The first ever report of an Ofsted monitoring visit into subcontracting has found that governors and senior management at Wigan and Leigh College have been too slow to improve performance.

The report out today recalled that Paul Joyce, Ofsted’s deputy director for further education and skills, warned last month that the inspectorate planned to focus more on the quality of subcontracted provision.

He said in a letter that Ofsted would carry out a series of monitoring visits to a sample of providers, and this is the first report to emerge.

There was insufficient progress with how leaders from Wigan and Leigh College oversee subcontracting.

“The actions of governors and senior leaders to improve the performance of subcontractors have not been rapid enough,” inspectors warned. “The proportion of apprentices on subcontracted provision who achieve their qualifications is too low and has fallen over the last three years.”

It was pointed out that in 2016/17, only just over half of apprentices with subcontractor Citrus Training Solutions completed programmes successfully.

Wigan and Leigh College currently subcontracts around a third of its apprenticeship provision to Citrus, which accounts for over 500 apprentices, mainly in business management and administration.

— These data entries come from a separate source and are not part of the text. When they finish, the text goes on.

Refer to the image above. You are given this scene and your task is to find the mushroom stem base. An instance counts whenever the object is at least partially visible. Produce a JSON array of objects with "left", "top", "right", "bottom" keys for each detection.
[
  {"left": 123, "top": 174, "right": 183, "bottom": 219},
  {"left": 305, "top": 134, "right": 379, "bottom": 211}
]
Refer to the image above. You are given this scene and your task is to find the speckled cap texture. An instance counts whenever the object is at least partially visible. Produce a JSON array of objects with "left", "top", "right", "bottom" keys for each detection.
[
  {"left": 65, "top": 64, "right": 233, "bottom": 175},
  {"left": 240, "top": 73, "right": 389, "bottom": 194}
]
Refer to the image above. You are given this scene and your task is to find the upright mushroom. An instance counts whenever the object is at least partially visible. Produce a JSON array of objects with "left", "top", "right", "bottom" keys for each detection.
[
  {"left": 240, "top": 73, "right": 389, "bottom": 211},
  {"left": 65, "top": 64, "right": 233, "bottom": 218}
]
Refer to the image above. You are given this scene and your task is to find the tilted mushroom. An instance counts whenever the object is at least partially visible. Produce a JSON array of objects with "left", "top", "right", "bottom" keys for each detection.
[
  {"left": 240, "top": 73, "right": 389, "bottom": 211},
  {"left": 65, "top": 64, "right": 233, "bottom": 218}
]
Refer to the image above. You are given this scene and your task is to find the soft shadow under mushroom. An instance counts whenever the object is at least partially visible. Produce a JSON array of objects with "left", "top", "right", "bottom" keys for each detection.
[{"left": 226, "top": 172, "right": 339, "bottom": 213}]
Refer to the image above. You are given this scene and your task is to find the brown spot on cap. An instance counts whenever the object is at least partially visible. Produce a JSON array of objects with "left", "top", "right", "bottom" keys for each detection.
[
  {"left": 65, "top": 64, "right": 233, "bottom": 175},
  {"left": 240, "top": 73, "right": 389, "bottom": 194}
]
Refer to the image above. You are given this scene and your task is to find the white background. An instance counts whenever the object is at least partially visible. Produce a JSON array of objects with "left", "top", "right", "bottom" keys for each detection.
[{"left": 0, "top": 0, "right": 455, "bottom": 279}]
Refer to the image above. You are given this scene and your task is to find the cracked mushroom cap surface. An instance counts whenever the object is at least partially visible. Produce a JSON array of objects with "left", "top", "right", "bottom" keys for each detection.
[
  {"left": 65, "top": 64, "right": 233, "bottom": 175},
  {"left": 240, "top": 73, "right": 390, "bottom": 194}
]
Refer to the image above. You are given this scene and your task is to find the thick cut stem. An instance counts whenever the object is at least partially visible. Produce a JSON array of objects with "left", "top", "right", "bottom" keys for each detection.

“Quality-assurance arrangements for CTS have had too little impact for too long,” the report warned. “Until recently, arrangements relied too much on college managers ensuring compliance with quality-assurance processes at the expense of evaluating with rigour the quality of teaching, learning and assessment.”

Recent changes have resulted in “an improved approach”, but the quality of subcontracted apprenticeships at Citrus was still “not yet high enough”.

The college also subcontracts a proportion of its education and training provision to five local, community-based partner organisations: Groundwork Cheshire, Lancashire, Merseyside (Groundwork), Power in Partnership, Progress Sports Limited, The Skills Network and Wigan Council.

Around 200 learners were enrolled on such subcontracted education and training programmes at the time of the visit.

Most learners on subcontracted community-based education and training programmes “make good progress in developing their personal, social and work-related skills”.

But the proportion who achieved their qualifications in 2016/17 was lower overall than those on the college’s directly delivered provision, and “too low at Progress Sports Limited and Power in Partnership”.

Senior leaders at the college, rated ‘good’ overall through its most recent full inspection report (which did not look at the quality of its subcontracting provision arrangements), were said in today’s report to have established a “clear strategy” to reduce the volume of subcontracted provision.

And the report recognised that “managers and teachers at Groundwork, Power in Partnership, Progress Sports Limited, The Skills Network and Wigan Council ensure that most learners make good progress in developing the skills and personal attributes that they need for their next steps”.

An example was given of an inspirational project involving learners on a Prince’s Trust programme run by Groundwork.

They carried out a neighbourhood improvement project and were “able to talk clearly and confidently at a presentation event about the skills that they had gained through the project”. For many, this was said to be the first time they had spoken in public.

Safeguarding arrangements at all subcontractors are “effective”, but while assessors at Citrus provide “effective support” to enable apprentices to improve their English and digital skills, they do not support apprentices “well enough” to improve their mathematical skills.

Ofsted said it would start on “a sample of risk-based monitoring visits to directly funded providers to look specifically at management and quality of subcontracted provision for specific subcontractors” in February, apparently in reaction to mounting demands for a crackdown.

Robert Halfon, the education committee chair asked for a “wholesale review” into why Ofsted is not directly inspecting subcontractors in November.

Chief inspector Amanda Spielman also warned delegates that Ofsted will expose training providers who rip off apprentices by collecting subcontracting management fees without taking “responsibility for quality”, during her speech last week at FE Week’s Annual Apprenticeship Conference.

A spokesperson for the college spoke to FE Week about the monitoring visit report. 

‘The college, as always, has taken on board the feedback from Ofsted,” she said. “Subcontracting in the college has been significantly reduced over the past two years and constitutes less than eight per cent of all the activity undertaken and this is set to further reduce next academic year.  

“We value highly the work undertaken by partners and in 2016/17 had already made a significant investment in our capacity to support them. We are however committed to our partners who provide specialist provision and value highly the contribution they make. The college was inspected less than 18 months ago by Ofsted where it was judged to be ‘good’ and the monitoring visit does not affect that judgement.”